Review of 2023

Annual Review: 2023

Once again the end of the year is here, and it is time for my usual annual reflection on thoughts and activities throughout the year.

Symptoms

My key word for symptoms for 2023 is mobility. During 2023 I started taking baclofen. I feel like my walking speed is slower, and perhaps part of that is my increased acceptance of how I'm changing - choosing to walk at my own speed rather than other peoples speeds. I have had a couple of comments from people later in the year how my walk seems better. It is too early to say if the improved gait is a result of the baclofen, me walking slower, me being more accepting of this stage of life, some combination, or other factors!

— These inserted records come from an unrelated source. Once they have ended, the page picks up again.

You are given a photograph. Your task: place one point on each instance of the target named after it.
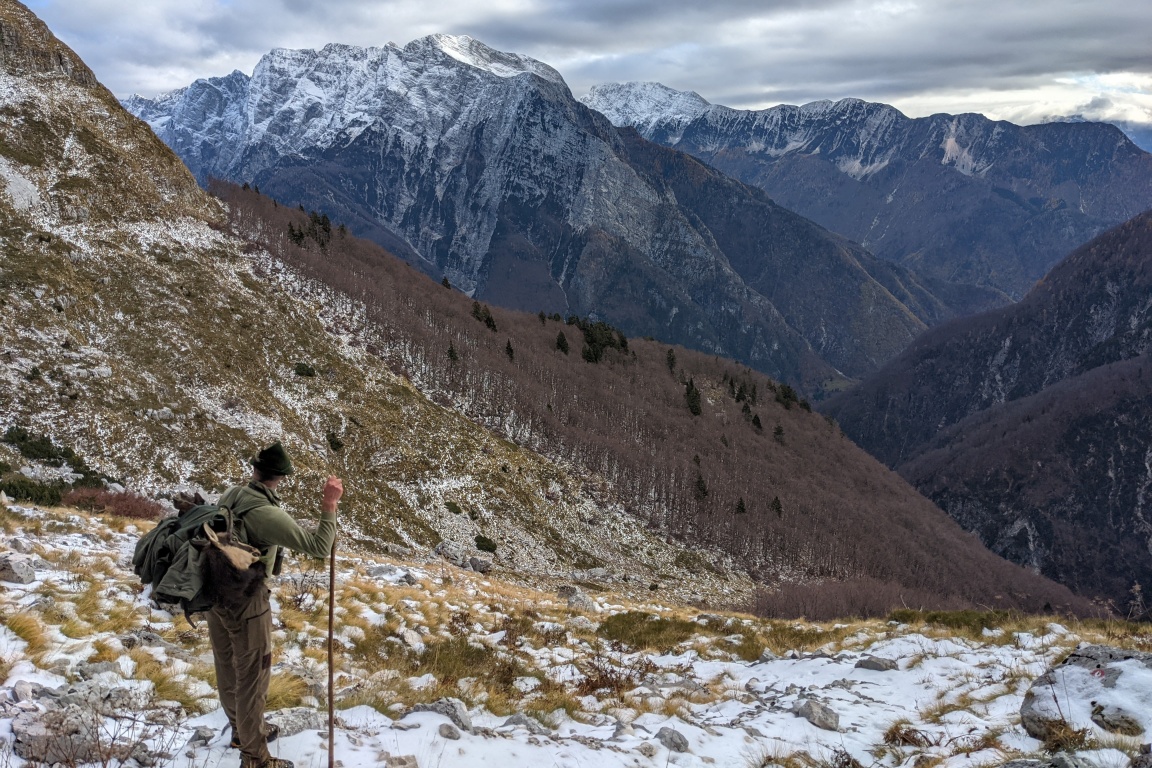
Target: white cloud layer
(1009, 59)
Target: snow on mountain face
(642, 105)
(960, 198)
(480, 166)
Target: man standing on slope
(242, 639)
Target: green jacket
(267, 527)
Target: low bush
(642, 630)
(972, 622)
(108, 502)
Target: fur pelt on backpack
(232, 571)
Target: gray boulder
(296, 720)
(1041, 713)
(452, 552)
(877, 663)
(1115, 720)
(673, 739)
(452, 708)
(69, 736)
(819, 715)
(17, 569)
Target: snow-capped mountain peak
(474, 53)
(644, 104)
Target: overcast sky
(1020, 60)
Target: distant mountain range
(163, 336)
(957, 198)
(1030, 424)
(480, 166)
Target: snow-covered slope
(521, 677)
(480, 166)
(957, 197)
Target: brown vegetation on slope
(790, 499)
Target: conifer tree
(702, 487)
(692, 396)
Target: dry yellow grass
(286, 691)
(166, 686)
(29, 628)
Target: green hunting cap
(273, 459)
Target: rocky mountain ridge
(494, 176)
(431, 660)
(128, 324)
(1025, 423)
(158, 336)
(959, 198)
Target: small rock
(673, 739)
(452, 552)
(381, 571)
(452, 708)
(27, 691)
(528, 723)
(296, 720)
(1115, 720)
(412, 639)
(17, 569)
(819, 715)
(1141, 761)
(581, 624)
(401, 761)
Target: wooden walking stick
(332, 621)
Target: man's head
(271, 464)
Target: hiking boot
(271, 762)
(271, 730)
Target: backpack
(182, 562)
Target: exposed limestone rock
(17, 569)
(819, 715)
(673, 739)
(452, 708)
(1082, 683)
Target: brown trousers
(242, 652)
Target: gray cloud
(744, 53)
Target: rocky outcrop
(1027, 424)
(480, 166)
(961, 198)
(1094, 685)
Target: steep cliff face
(479, 165)
(1029, 424)
(141, 332)
(960, 198)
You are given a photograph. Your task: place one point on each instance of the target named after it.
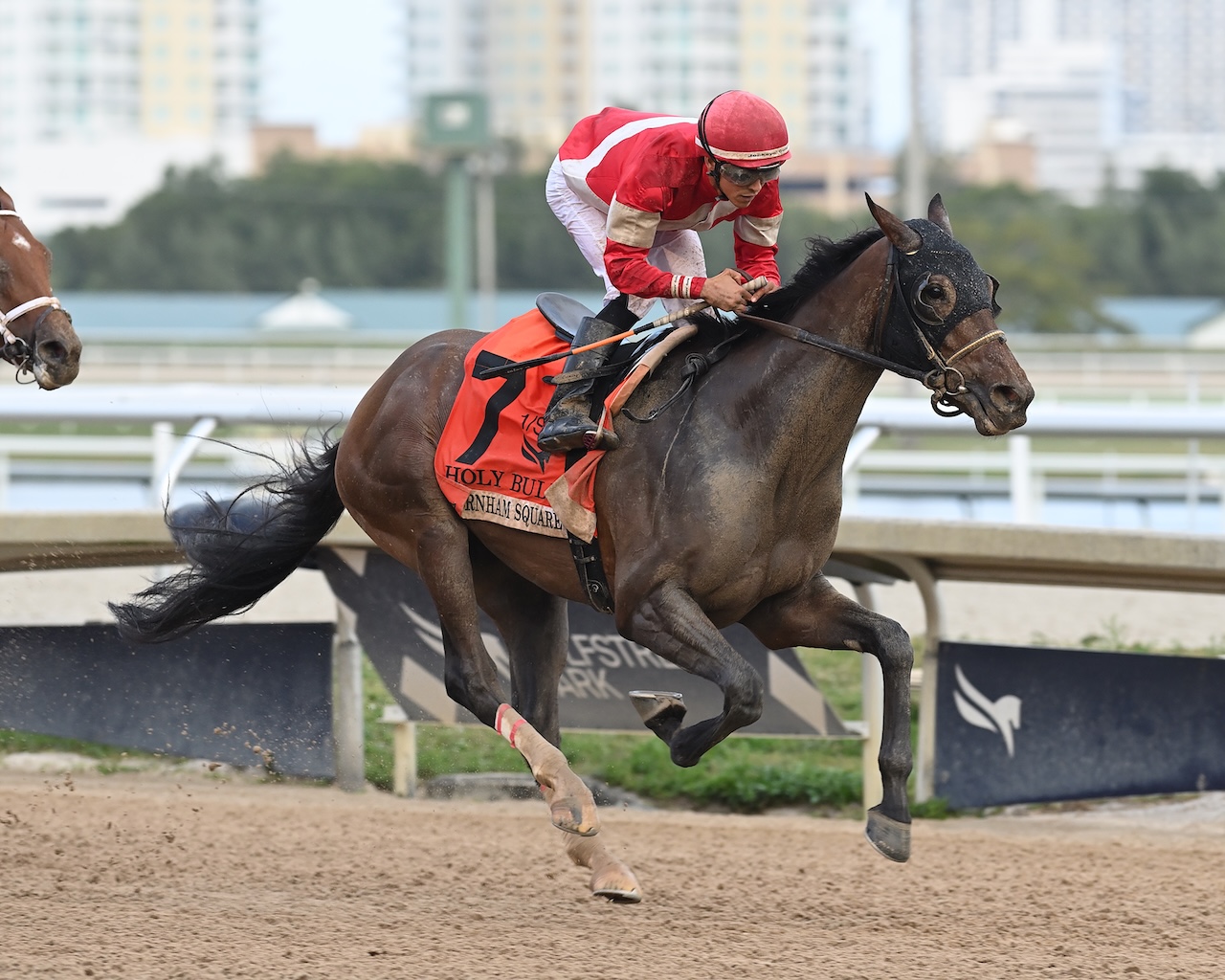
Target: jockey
(634, 190)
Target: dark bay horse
(722, 510)
(35, 331)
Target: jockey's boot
(568, 423)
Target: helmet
(743, 129)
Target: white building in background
(1101, 90)
(544, 64)
(99, 97)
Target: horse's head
(941, 320)
(37, 332)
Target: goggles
(745, 175)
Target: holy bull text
(497, 479)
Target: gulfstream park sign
(398, 629)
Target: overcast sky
(336, 64)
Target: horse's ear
(936, 213)
(903, 236)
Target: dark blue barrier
(218, 694)
(1022, 724)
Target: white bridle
(25, 307)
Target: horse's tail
(240, 550)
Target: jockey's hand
(770, 285)
(726, 292)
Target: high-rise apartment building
(97, 97)
(544, 64)
(1101, 88)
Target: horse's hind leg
(669, 622)
(818, 615)
(534, 629)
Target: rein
(16, 350)
(935, 380)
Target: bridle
(16, 350)
(935, 379)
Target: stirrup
(586, 435)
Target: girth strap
(589, 560)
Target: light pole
(457, 127)
(915, 197)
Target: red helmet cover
(744, 129)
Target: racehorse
(37, 331)
(722, 510)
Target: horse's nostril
(1007, 398)
(52, 352)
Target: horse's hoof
(568, 813)
(889, 836)
(616, 883)
(620, 896)
(660, 711)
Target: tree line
(363, 224)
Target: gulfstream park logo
(1002, 716)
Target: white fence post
(1020, 479)
(346, 708)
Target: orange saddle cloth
(488, 462)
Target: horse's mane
(826, 260)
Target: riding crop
(501, 370)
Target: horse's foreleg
(534, 629)
(612, 878)
(818, 615)
(670, 622)
(571, 805)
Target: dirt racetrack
(187, 876)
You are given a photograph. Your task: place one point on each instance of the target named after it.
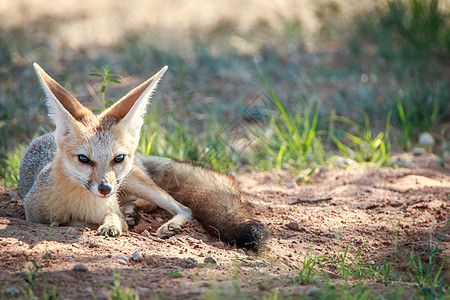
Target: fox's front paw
(168, 229)
(112, 226)
(173, 226)
(109, 230)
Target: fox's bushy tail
(214, 199)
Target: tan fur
(57, 186)
(72, 176)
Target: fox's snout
(104, 189)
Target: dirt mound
(388, 211)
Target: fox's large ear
(63, 108)
(132, 107)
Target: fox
(88, 173)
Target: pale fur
(56, 186)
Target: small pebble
(122, 260)
(12, 291)
(291, 185)
(103, 296)
(136, 255)
(293, 226)
(72, 231)
(210, 260)
(418, 151)
(145, 233)
(80, 267)
(313, 292)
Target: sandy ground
(389, 210)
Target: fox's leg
(140, 185)
(113, 225)
(130, 207)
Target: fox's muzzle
(103, 189)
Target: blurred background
(251, 84)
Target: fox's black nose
(104, 189)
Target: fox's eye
(119, 158)
(84, 160)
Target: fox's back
(40, 153)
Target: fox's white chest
(82, 207)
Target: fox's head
(97, 151)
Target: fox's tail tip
(251, 235)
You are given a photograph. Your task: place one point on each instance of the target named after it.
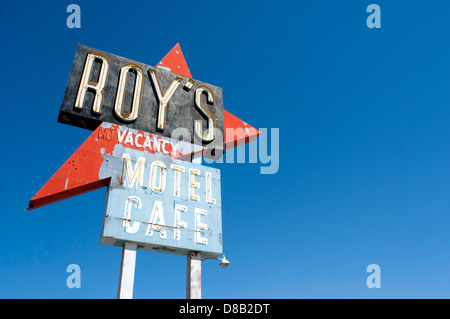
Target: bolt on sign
(104, 87)
(164, 205)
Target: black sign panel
(103, 87)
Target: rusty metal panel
(181, 112)
(163, 205)
(89, 167)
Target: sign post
(127, 267)
(194, 276)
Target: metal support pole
(194, 276)
(126, 279)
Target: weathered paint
(107, 91)
(81, 172)
(171, 206)
(175, 62)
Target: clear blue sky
(364, 119)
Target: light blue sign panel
(164, 205)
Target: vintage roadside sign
(89, 167)
(104, 87)
(157, 200)
(164, 205)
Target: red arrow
(80, 173)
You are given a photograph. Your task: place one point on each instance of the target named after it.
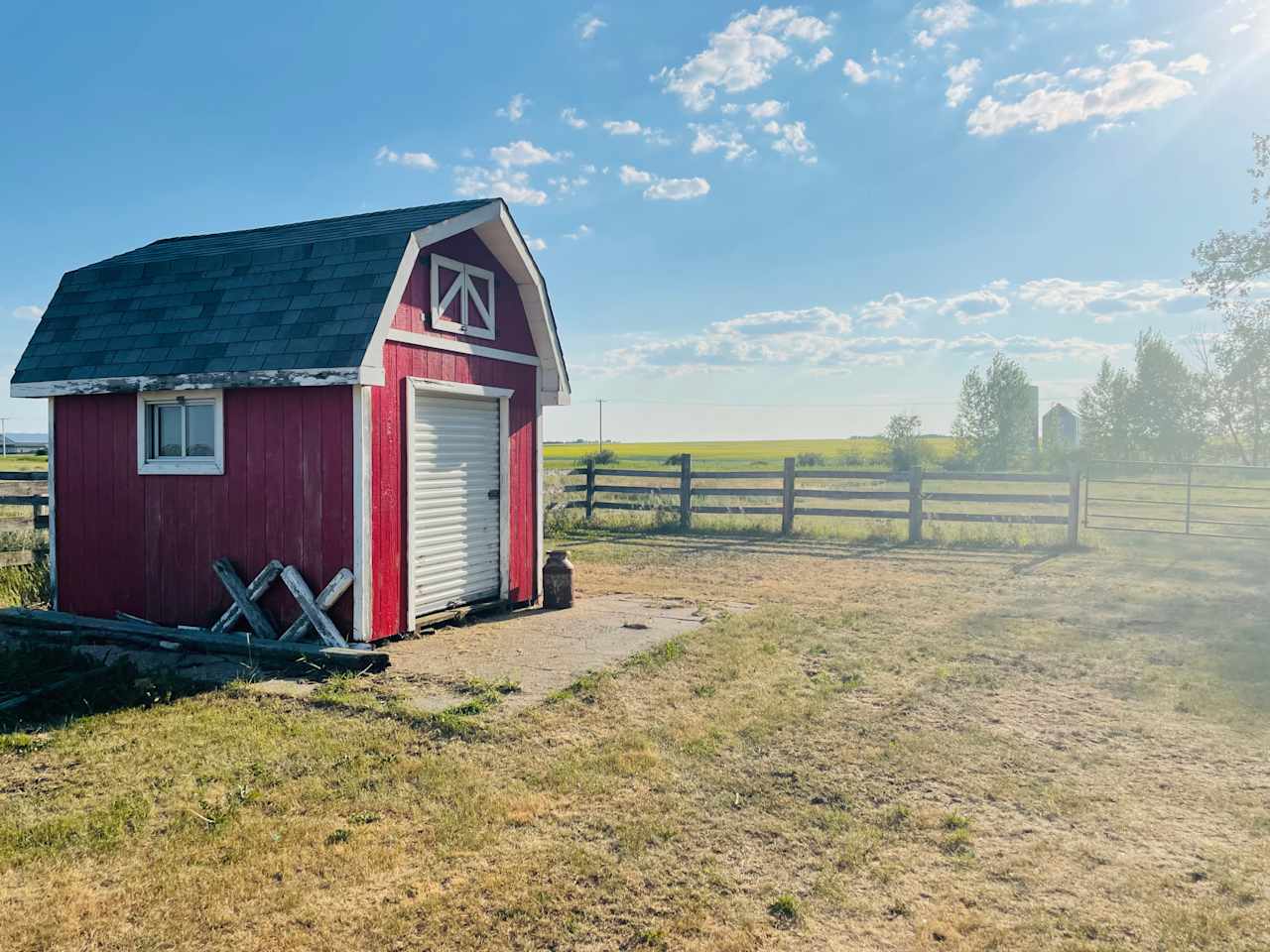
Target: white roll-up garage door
(454, 500)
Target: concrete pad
(543, 652)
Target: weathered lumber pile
(76, 629)
(263, 643)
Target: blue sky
(756, 221)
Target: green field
(758, 453)
(23, 462)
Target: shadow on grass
(44, 685)
(698, 542)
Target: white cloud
(719, 137)
(943, 19)
(1021, 4)
(1196, 62)
(474, 181)
(567, 185)
(975, 307)
(792, 140)
(515, 109)
(630, 176)
(1082, 95)
(822, 56)
(629, 127)
(893, 308)
(766, 109)
(1107, 299)
(1143, 46)
(740, 56)
(414, 160)
(961, 81)
(659, 189)
(521, 153)
(820, 340)
(622, 127)
(856, 72)
(677, 189)
(588, 26)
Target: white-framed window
(462, 298)
(181, 431)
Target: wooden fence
(794, 500)
(27, 490)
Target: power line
(785, 407)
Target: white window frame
(467, 298)
(190, 465)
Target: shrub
(784, 909)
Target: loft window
(462, 298)
(181, 433)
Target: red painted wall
(388, 471)
(388, 408)
(511, 327)
(145, 543)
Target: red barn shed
(358, 393)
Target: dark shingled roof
(303, 296)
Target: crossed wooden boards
(313, 611)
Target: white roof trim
(316, 377)
(493, 223)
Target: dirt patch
(539, 652)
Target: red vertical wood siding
(145, 543)
(389, 428)
(388, 471)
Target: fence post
(686, 492)
(1074, 507)
(788, 497)
(590, 489)
(915, 504)
(1191, 468)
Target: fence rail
(26, 490)
(684, 488)
(1176, 499)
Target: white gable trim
(493, 223)
(314, 377)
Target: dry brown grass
(898, 748)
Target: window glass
(168, 426)
(199, 429)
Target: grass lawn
(743, 454)
(930, 748)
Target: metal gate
(1179, 499)
(454, 475)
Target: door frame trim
(440, 388)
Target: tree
(1166, 403)
(1237, 363)
(996, 417)
(1105, 430)
(1157, 413)
(903, 435)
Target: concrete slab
(543, 652)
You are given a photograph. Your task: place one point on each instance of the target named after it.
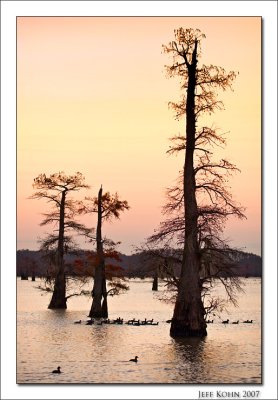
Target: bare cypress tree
(107, 207)
(200, 85)
(55, 189)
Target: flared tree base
(58, 302)
(181, 329)
(57, 305)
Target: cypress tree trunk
(99, 308)
(58, 299)
(155, 283)
(188, 318)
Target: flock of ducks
(137, 322)
(234, 322)
(119, 321)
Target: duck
(57, 371)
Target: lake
(100, 353)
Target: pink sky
(92, 97)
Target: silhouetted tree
(55, 190)
(107, 207)
(194, 222)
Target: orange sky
(92, 97)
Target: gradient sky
(92, 96)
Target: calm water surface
(99, 354)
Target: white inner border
(9, 11)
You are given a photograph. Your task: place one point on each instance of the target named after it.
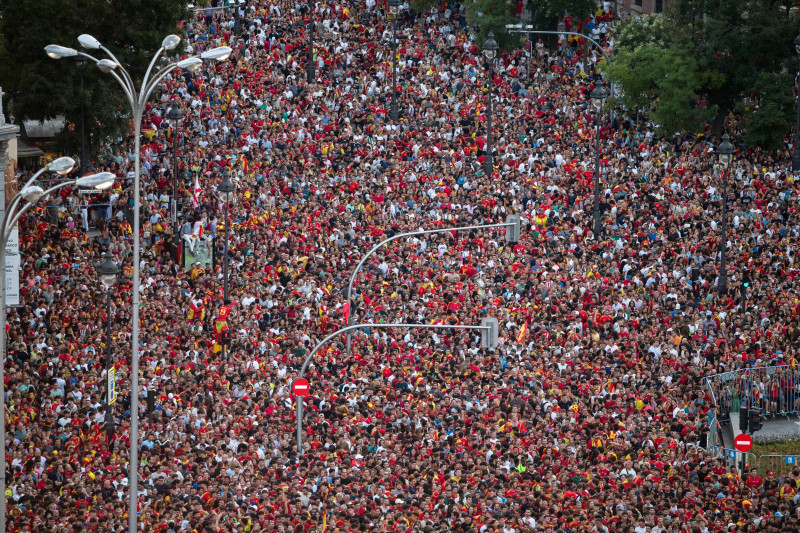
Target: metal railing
(780, 465)
(775, 390)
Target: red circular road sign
(743, 443)
(300, 387)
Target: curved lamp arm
(320, 344)
(7, 227)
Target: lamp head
(226, 188)
(725, 150)
(55, 51)
(108, 271)
(62, 165)
(191, 64)
(100, 181)
(598, 94)
(32, 193)
(89, 42)
(106, 65)
(220, 53)
(170, 42)
(490, 47)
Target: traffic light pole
(486, 333)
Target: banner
(12, 268)
(112, 386)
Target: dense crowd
(588, 416)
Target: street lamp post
(310, 69)
(137, 100)
(725, 151)
(108, 271)
(488, 329)
(226, 190)
(598, 95)
(30, 194)
(490, 48)
(175, 116)
(796, 150)
(81, 62)
(512, 225)
(394, 9)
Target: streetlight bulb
(55, 51)
(221, 53)
(62, 165)
(170, 42)
(88, 42)
(106, 65)
(100, 181)
(32, 194)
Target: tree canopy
(42, 88)
(701, 60)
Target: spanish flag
(522, 331)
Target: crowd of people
(590, 414)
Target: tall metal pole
(7, 132)
(597, 178)
(723, 275)
(133, 468)
(138, 101)
(488, 164)
(310, 357)
(394, 70)
(796, 150)
(109, 406)
(84, 152)
(386, 241)
(310, 65)
(175, 178)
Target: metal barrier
(780, 465)
(734, 458)
(774, 389)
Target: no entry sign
(300, 387)
(743, 443)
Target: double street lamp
(725, 152)
(394, 9)
(490, 48)
(137, 100)
(175, 116)
(108, 271)
(30, 194)
(796, 151)
(598, 96)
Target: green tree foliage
(43, 88)
(658, 73)
(714, 56)
(494, 15)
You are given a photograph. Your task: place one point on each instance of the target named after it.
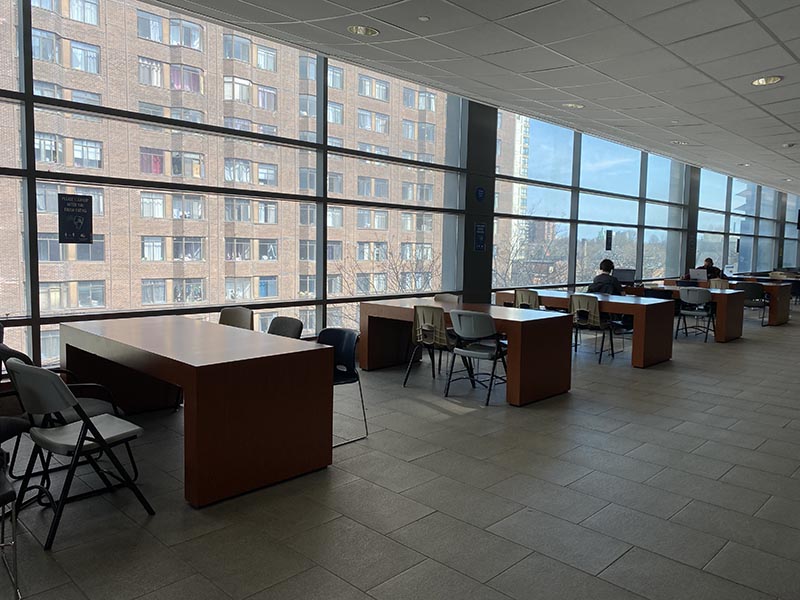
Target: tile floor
(681, 481)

Otherwise, the pattern of recent years has continued - more fatigue, needing to use my arms more, needing to sit down more often, and a bit of depression in the background. I noted last year that the baclofen start point should have been when I started to find things difficult to do rather than just slower. I'm not really sure which changes/factors made me realise that I was at this point.

For 2024 my thoughts are likely to revolve around determining when to start using more visible mobility aids, when to apply for a blue badge, and when to start declaring myself as being disabled.  

This Blog

I'm pleased with the continuing readership of this blog. My audience is similar, and there are similar popular posts. Posts continue to be linked to and used within other HSP and RareDisease communities. Thank you to everyone who reads, including people making comments appreciating what I say. Such feedback reinforces the reasons for writing the blog. During the year I've been also posting details of blog posts on Facebook, which may get a slightly broader audience. 

As noted in last years review, a consequence of depression is less enthusiasm for writing posts. Readers with an eye for detail may note that blog posts have tended to come out near the end of each month.

Survey

Whilst the annual pattern of my surveys is well established, I have not organised one for 2023. I am planning to write a summary paper covering highlights of all ten surveys undertaken 2013-2022 to be ready for rare disease day in 2024. The reason for this is to do with the amount of stuff going on in my life. I hope to be back for a new survey in 2024.

Community Contribution

HSP Community activities for 2023 included:

• Representing the UK at EuroHSP
• Carrying on with the Enable disability network at work
• Involvement with the ED&I group at the Institute of Acoustics
• Conversations/interviews with people about my HSP 
• Analysing and reporting the results of my survey to share with the HSP world

The main element of my community contribution is once again from being chair of the HSP support group, despite my decreased enthusiasm at times. In 2023 we've started having regular trustee meetings (rather than having them in response to activities). The trustees and I are working to ensure that the group continues to support its members in the most appropriate way - please reach out to help us.

Knowledge

My review each year makes a comment about new knowledge gained in the year. Basically I don't feel like I've spent much time looking into new things. I know that the research teams are all progressing with their work, and that might yield some new HSP treatment choices soon.

Outside of the HSP world, I'm continuing to hear second hand, third hand, or social media views expressed on/about disability. I'm reminded that I am in quite a privileged position, and that most of the able-ist views don't affect me directly. It is very easy to see how these views can result in large negative impacts on people, and it's a positive for me to have my weird stubbornness/optimism blend!